There’s a new search algorithm in town. It’s called SMITH. You might not have heard about it. That’s understandable this algorithm is not in use yet. But it can come to a search engine near you. That’s because a new study by Google shows that it’s superior to the BERT algorithm that you may already know about. In this article, I’ll go over the differences between the SMITH and BERT algorithms and explain why Google says SMITH beats BERT.
New Study Says Google’s SMITH Algorithm Beats BERT
But First, a Warning
I think Google thinks SMITH is better than BERT, the company won’t say if its current search algorithm uses SMITH at all.
SMITH algorithm might remain on the layer. For a while, anyway.
Still, it’s a great idea to understand what’s going on with this new algo because odds are better than even money that one day Google will use it to return search results.
What Is BERT?
BERT stands for Bidirectional Encoder Representations and Transformers. Any question?
Seriously, Google uses BERT for natural language processing. It helps the search software better understand online documents so it can rank them according to a specific query.
It works great right now. But there’s a problem.
You see, BERT works best with short text. Not long-form content.
BERT is limited to handle a few sentences or perhaps an entire paragraph because of the “quadratic computational complexity of self-attention with respect to input length. BERT is best when it process short document.
Google is looking at another algorithm called the Siamese Multidepth Transformer-based Hierarchical (SMITH).
What Is SMITH?
The SMITH algorithm enables Google to understand entire documents as opposed to just brief sentences or paragraphs.
While BERT attempts to understand words within sentences, SMITH tries to understand sentences within documents.
To do that, it uses a predictive algorithm.
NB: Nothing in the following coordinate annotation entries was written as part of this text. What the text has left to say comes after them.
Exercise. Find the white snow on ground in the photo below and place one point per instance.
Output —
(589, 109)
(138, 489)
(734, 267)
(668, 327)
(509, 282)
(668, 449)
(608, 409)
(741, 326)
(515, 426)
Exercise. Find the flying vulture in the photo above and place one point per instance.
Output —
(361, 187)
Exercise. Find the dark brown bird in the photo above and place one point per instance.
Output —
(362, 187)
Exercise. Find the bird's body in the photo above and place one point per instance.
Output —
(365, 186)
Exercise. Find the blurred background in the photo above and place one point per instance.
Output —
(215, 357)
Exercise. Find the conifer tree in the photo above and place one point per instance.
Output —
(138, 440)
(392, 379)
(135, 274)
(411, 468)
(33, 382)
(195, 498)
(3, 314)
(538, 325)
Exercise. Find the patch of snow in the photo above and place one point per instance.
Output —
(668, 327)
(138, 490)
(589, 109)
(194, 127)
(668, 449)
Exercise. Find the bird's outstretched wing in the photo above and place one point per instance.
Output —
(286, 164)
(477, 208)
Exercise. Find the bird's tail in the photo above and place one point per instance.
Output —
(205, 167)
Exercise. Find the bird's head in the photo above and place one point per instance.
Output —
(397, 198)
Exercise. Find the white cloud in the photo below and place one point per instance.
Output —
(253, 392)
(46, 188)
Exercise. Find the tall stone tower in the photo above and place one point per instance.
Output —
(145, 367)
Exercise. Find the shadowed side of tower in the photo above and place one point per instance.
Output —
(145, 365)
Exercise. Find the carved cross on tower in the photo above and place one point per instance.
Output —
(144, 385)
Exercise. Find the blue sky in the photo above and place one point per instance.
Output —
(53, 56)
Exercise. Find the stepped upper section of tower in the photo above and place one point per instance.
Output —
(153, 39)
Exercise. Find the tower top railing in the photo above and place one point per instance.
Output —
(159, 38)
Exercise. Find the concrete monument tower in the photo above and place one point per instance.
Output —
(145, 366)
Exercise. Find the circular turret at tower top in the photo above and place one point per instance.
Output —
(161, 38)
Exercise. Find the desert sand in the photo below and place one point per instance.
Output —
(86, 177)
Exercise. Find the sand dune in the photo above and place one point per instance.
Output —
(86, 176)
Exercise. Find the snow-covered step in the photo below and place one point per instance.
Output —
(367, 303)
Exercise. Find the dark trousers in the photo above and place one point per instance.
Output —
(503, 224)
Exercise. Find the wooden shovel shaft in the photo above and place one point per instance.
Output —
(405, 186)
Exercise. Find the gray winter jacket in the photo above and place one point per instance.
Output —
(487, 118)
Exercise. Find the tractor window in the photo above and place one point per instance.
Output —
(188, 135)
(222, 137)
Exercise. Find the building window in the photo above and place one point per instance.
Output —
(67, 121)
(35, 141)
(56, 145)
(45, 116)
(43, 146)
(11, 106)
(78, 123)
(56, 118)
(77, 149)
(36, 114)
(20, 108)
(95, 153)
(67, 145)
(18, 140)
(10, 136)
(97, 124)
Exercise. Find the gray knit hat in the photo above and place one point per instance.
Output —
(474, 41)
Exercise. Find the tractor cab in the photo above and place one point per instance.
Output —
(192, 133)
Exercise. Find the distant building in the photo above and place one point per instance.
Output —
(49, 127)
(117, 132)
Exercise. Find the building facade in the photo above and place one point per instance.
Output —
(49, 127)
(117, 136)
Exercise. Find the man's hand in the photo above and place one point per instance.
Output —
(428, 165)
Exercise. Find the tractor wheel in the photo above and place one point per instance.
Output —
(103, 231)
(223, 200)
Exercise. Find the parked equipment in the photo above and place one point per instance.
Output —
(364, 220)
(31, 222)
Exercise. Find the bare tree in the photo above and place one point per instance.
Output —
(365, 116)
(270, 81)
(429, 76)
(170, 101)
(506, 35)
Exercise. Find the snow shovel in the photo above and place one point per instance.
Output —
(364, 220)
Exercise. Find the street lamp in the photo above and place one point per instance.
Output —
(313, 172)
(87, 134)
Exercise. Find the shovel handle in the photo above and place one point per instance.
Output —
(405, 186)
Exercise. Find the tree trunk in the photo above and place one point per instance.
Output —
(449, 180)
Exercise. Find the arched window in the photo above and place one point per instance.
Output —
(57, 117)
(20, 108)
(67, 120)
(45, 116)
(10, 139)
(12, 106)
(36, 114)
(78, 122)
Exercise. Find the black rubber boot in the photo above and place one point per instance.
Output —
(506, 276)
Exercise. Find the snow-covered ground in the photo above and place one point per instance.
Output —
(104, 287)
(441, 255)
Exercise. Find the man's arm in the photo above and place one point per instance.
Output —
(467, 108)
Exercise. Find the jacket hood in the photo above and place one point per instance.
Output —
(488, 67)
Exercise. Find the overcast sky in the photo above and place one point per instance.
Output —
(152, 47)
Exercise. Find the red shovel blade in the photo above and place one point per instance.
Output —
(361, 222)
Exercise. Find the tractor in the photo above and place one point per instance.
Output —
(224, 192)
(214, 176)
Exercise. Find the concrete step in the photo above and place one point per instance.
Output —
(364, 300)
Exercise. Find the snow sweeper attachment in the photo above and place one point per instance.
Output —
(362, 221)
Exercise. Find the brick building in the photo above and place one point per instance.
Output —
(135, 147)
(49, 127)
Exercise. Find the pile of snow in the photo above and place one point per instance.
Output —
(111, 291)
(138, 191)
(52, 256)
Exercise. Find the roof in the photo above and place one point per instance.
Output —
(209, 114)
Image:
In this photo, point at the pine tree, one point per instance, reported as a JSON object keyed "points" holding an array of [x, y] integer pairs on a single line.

That’s how it understands whole documents.
And, according to Google, SMITH is better-suited to handle long-form documents.
In other words, SMITH can do what BERT can’t do.
But hold on, it doesn’t mean Google will replace BERT with SMITH. That’s not how this works.
Instead, Google will use SMITH to supplement BERT. They’ll work together to fully understand document content.
There’s another great benefit to the SMITH algorithm, though. It helps with long-tail queries.
According to the research, Google says that semantic matching between long documents “is less discovered
That’s exactly the problem they’re solving with SMITH.
How It Works
Let’s see, how the SMITH algorithm works. If you’re a true hardcore nerd, read on.
First, we’ll go on the important concept of algorithm pre-training. That’s when the algorithm is trained on a specific data set.
For example, if a sentence is written as: “To be or not to be, that is the ____.” What comes next?
The algorithm gets trained to understand the nest question.
This process was repeated over and over again with different phrases and sentences and eventually the algorithm becomes fairly smart.
But the example I shared above only masks out a single word. What would happen if I masked out a sentence in the middle of a paragraph?
Well, that’s what SMITH handles.
BERT uses masked word prediction. SMITH uses masked sentence prediction.
That’s yet another reason why SMITH is better. It can predict blocks of sentences.
Read that again: SMITH can predict bulk of sentences.
Welcome to the 21st century.
Where It’s Going
You can see SMITH in Google’s search algorithm one day. But that’s just my opinion.
Google will make its own decision as to whether SMITH becomes part of the ranking algo.
However, given the positive reviews from Google’s own research, the current limitations of BERT, and the fact that strategists love to use long-form content, don’t surprised if we didn’t see SMITH in use in the near future.
It’s also worth noting what Google doesn’t say. It doesn’t say that “more research is needed.”
That’s a pretty big tell right there.